Specifically, although Mr. Smith names as defendants the State of Alabama
and Alabama’s Board of Pardons and Paroles, he asserts no facts about what either
the State or the Board did that could warrant relief of any kind. Similarly, although
Mr. Smith names “Marshall County Mental Health,” he alleges only that it denied
him treatment after he was released from prison. (Doc. 4 at 41–42, 80). The court
cannot discern how this amounts to a violation of Mr. Smith’s constitutional or civil
Mr. Smith also names as defendants Julia Williams, Paul Seckel, and Austin
Baker. Although he asserts that they violated his civil and constitutional rights, he
does not allege any facts indicating wrongdoing on their parts. Mr. Smith names his
parole officer, Tyler Blake, relating to Mr. Blake’s assertion that Mr. Smith violated
his parole. But again, Mr. Smith’s allegations do not amount to a violation of his
constitutional or civil rights. With respect to Mr. Smith’s mother, grandmother, and
sister, his allegations certainly indicate that he has a troubled relationship with each
of them, but he does not describe any facts hinting at a violation of his constitutional
or civil rights.
Finally, although Mr. Smith names as a defendant Judge Steven King, he does
so in relation to actions that Judge King took in his judicial capacity. To the extent
Mr. Smith seeks monetary damages, dismissal is required because judges are
protected by absolute immunity for acts taken within the jurisdiction of the court.

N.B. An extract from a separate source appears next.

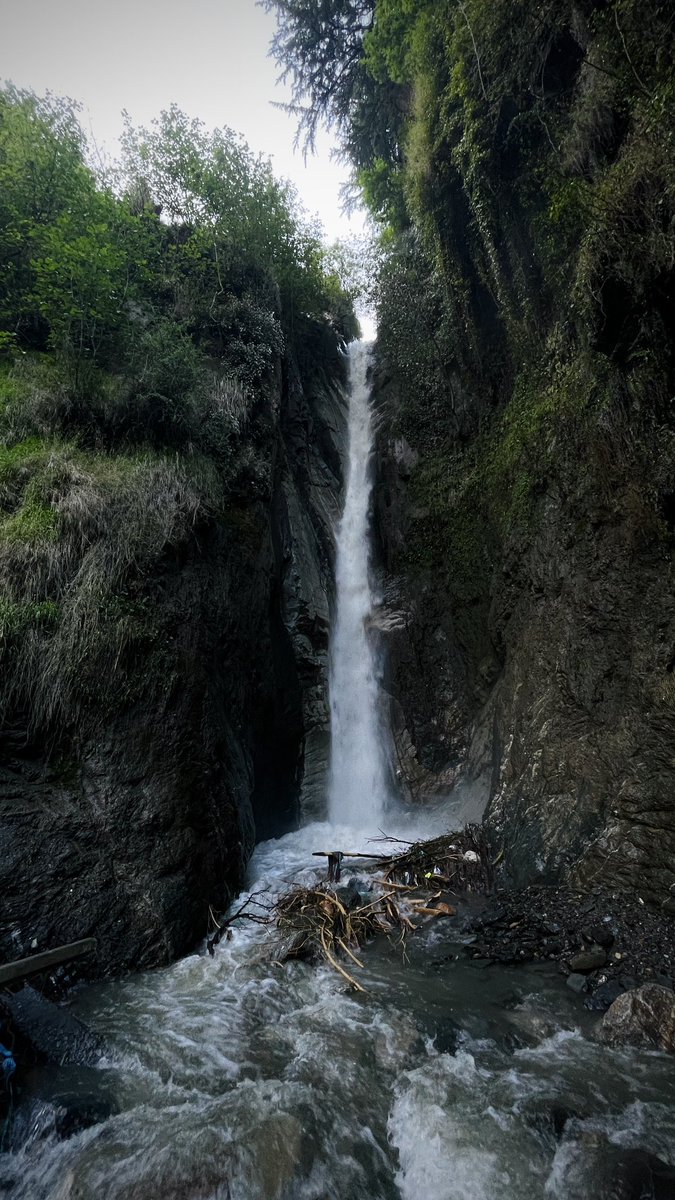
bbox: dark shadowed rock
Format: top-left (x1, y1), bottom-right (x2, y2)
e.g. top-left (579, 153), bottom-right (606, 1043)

See McCullough v. Finley, 907 F.3d 1324, 1330 (11th Cir. 2018); 28 U.S.C.
§ 1915(e)(2)(B)(iii). To the extent he seeks to challenge the judge’s ruling on his
motion, a federal civil rights action is not the correct avenue to do so.

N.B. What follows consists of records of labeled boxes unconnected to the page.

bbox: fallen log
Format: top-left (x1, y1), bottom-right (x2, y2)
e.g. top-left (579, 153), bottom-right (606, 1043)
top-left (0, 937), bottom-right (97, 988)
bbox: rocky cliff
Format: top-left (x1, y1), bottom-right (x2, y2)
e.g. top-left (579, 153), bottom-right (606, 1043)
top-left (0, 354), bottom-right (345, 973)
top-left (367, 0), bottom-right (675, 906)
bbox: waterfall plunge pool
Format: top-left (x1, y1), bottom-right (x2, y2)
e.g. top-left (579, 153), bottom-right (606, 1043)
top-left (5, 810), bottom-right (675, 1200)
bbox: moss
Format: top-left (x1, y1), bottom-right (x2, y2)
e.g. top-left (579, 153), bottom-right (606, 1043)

Hutcherson v. Riley, 468 F.3d 750, 754 (11th Cir. 2006) (“[I]f the relief sought by
the inmate would either invalidate his conviction or sentence or change the nature or
duration of his sentence, the inmate’s claim must be raised in a [28 U.S.C.] § 2254
habeas petition, not a [42 U.S.C.] § 1983 civil rights action.”).

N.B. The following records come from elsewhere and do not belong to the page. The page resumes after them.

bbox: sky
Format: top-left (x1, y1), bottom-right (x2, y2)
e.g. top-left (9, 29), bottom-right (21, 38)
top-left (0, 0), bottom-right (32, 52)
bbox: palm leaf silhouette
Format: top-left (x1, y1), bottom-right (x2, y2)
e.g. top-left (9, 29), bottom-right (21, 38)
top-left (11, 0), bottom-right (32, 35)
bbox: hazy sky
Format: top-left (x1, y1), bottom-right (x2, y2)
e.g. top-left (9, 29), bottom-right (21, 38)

Mr. Smith’s amended complaint does not state a claim against any of the
named defendants. Accordingly, as required by § 1915(e)(2)(B)(ii), the court WILL
DISMISS the amended complaint WITHOUT PREJUDICE.
Mr. Smith has also moved to amend the amended complaint, seeking to add a
request that the court stop the State from mentally abusing him. (Doc. 5). Federal
Rule of Civil Procedure 15(a) requires a court to give leave to amend freely “when
justice so requires.” Fed. R. Civ. P. 15(a). But where a proposed amendment is
futile, the court need not allow the amendment. Id.
Here, Mr. Smith has already amended his complaint once. His proposed
amendment does not cure any of the deficiencies of his amended complaint, and
indeed proposes only to add a request for relief that the court cannot grant. Because
justice does not requirement granting leave to amend in this case, the court WILL
DENY Mr. Smith’s motion to amend.
The court WILL DISMISS Mr. Smith’s amended complaint WITHOUT
PREJUDICE. The court WILL DENY Mr. Smith’s motion to amend.
The court will enter a separate order consistent with this opinion.
DONE and ORDERED this October 14, 2020.